Earlier this year Kathy and I visited friends who were staying in Arizona. On our way to visit the Grand Canyon we stopped in beautiful Sedona. And after enjoying a coffee on a balcony overlooking the red rock mountains we decided to embark on a hike toward a popular spot called Devil’s Bridge.
It was an incredible walk with some of the most amazing views. The last few hundred feet were steep with no hand rails so it was getting tough, but we pressed on.
When we finally arrived at our destination I decided to make my way onto the bridge. While I’m not typically afraid of heights, as I ventured out, my heart was pounding and I was a little shaky. The area was about 10-15 feet wide which seems like plenty of room until you realize you’re hundreds of feet above the ground.
I looked over to Kathy and our friends who were waiting for me on safer ground. I waived as she took some pictures and as I stood there, my legs got a little wobbly and thoughts started flooding my mind.
- What if a wind came up and blew me off? (turns out that actually happened later this year)
- What if while I’m standing here trying to be brave for the picture I lose my footing and slide off the edge.
- What if someone else came out here and brushed by me (and I pushed them off in self-protection)

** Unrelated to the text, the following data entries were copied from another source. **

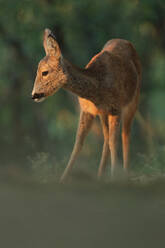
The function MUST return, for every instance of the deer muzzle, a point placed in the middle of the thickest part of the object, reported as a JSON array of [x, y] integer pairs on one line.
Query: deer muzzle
[[38, 97]]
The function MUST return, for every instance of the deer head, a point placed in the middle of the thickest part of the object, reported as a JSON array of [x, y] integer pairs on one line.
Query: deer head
[[50, 76]]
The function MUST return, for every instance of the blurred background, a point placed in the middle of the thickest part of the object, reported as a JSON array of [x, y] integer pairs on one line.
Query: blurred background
[[36, 139], [42, 135]]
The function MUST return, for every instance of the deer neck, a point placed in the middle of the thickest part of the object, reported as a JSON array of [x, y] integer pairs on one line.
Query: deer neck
[[79, 81]]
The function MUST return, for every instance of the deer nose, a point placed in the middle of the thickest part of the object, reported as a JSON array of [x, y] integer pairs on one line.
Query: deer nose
[[38, 95]]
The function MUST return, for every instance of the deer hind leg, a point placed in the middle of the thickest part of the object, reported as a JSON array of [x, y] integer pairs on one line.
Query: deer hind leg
[[105, 152], [85, 124], [127, 118], [114, 130]]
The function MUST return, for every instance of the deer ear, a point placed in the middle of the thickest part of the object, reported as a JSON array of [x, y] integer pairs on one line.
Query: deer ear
[[50, 44]]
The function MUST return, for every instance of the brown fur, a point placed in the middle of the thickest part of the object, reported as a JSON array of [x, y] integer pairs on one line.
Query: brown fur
[[108, 86]]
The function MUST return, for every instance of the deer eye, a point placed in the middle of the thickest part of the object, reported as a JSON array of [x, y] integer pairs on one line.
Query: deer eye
[[44, 73]]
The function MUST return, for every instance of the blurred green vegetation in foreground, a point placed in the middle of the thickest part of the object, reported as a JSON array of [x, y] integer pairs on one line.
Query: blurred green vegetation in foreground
[[39, 137]]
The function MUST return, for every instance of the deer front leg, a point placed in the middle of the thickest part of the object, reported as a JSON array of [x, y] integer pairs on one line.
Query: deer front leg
[[114, 129], [105, 152], [85, 124]]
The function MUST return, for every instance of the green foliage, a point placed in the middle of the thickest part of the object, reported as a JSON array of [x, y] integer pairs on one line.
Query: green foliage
[[82, 27]]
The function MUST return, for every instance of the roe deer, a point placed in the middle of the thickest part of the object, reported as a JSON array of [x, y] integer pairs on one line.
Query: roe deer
[[108, 86]]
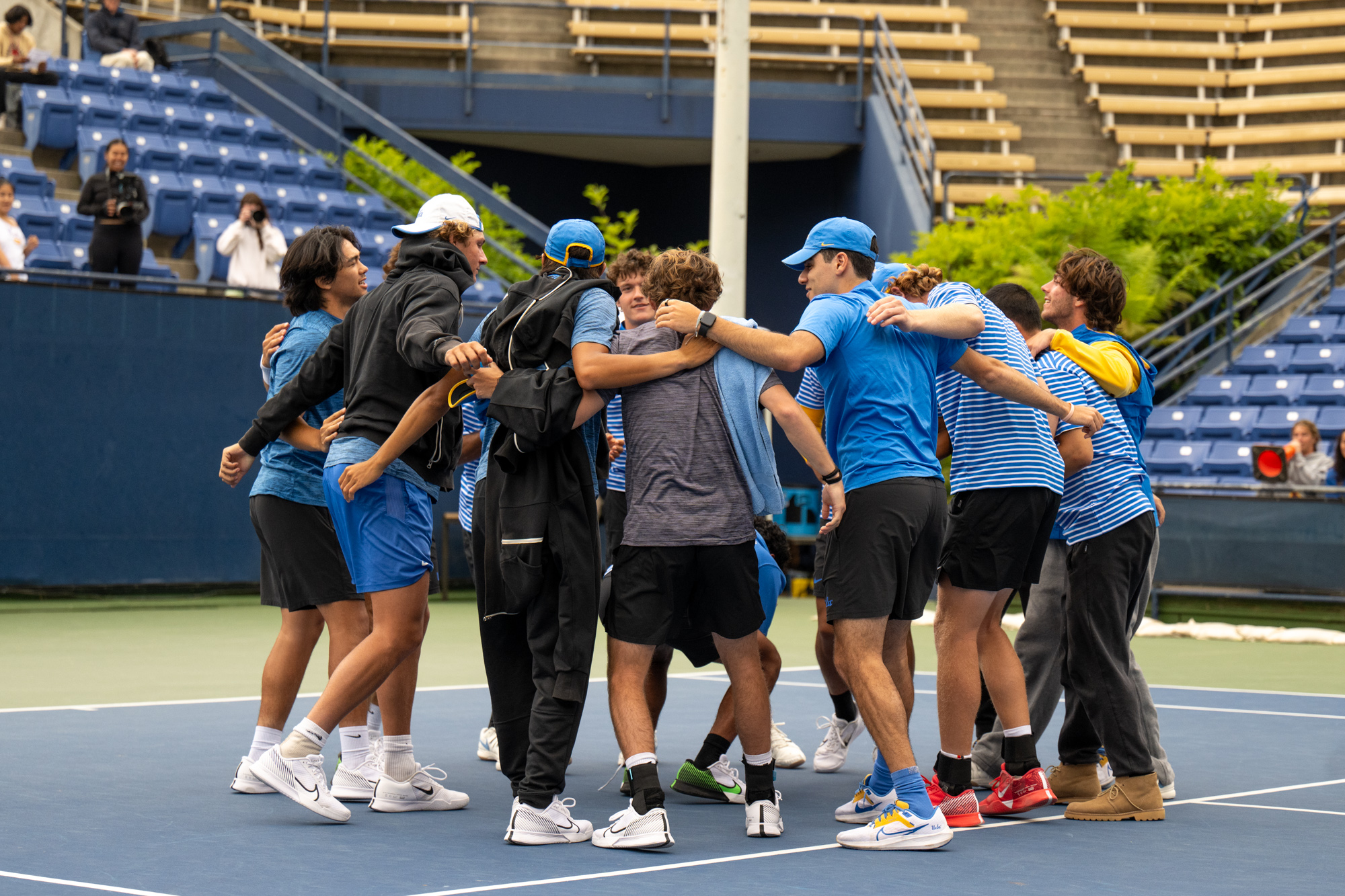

Well, obviously I made it back and we continued on our way down the mountain. But here’s the thing…I experienced some fear that day and that’s a good thing. We all experience fear at some point in our lives and here are two reasons why we should be thankful for it.
1. Fear alerts us to “danger”
This one may be obvious but fear is a good thing because it makes us aware of potentially dangerous situations. It helps protect us from hot stoves, crossing busy streets and when we get too close to the edge of a river or mountain. Fear can act as a guardrail keeping us on the safe side of danger. While I enjoyed the challenge of Devil’s Bridge a healthy fear of the surroundings made me use the necessary caution to do so safely.
But there’s another reason fear is your friend.
2. Fear alerts us to “possibilities”
How many times have you decided not to do something because you were afraid? You saw an opportunity but you got nervous and backed away from it. I get it; fear has a way of warning us against doing something…like it’s looking out for us. But I think that’s a big mistake. Many times our fear is telling us to move ahead and do the very thing we are afraid of.
I could have allowed the fear I felt on the hike keep me from experiencing the thrill of making it out on the bridge. But instead I experienced an incredible moment by pushing through my fear. The very thing you are afraid of may be the very thing you ought to do. In fact I suggest the fear you feel is often confirmation you should do it.
So what are you afraid of? Afraid to ask that person out? Afraid to go to the gym for the first time? Afraid to confront a problem at work? Afraid to pursue a dream?
Be clear on what you’re really afraid of.
You’re not afraid to ask someone out…you’re afraid they’ll say “No”. You’re afraid of rejection.
You’re not afraid of exercising…you’re afraid of trying in front of strangers. You’re afraid of embarrassment.
You’re not afraid to have a conversation with a co-worker…you’re afraid the situation will get worse. You’re afraid of escalation.
You’re not afraid of your dream, you’re afraid of what others will say about it…you’re afraid it won’t work out like you hope it will. You’re afraid of failure.
Fear of rejection, embarrassment, retaliation and failure are common fears we all struggle with from time to time. And it would be easier to walk the other way rather than embracing them; but pushing through your fear is the one thing that will bring about the change you really want.
Fear is often a sign that you are doing something important. Fear is a natural part of any new decision or path that you want to take in your life. But imagine what you miss out on if you choose to stay put.
“Everything you want is on the other side of fear.” Jack Canfield
So ask the person out, go to the gym, address the problem with your coworker and pursue your dream. If you don’t, you let fear keep you stuck, and you never get the date…you stay unhealthy…your workplace relationship actually gets worse…and you continue to live an unfulfilled life. The cost of not embracing fear is too high.
Fear is your friend…because it alerts you to danger but it also alerts you to possibilities.
If you need to make a change and fear is holding your back, ask yourself these 3 questions:
What am I really afraid of?
What is the worst outcome that can possibly happen? (It’s likely not as bad as you think)
How will I feel if I look back in 6 months and have not made the change(s) I want to make?
Q. What are you afraid of and what is your fear telling you to do about it?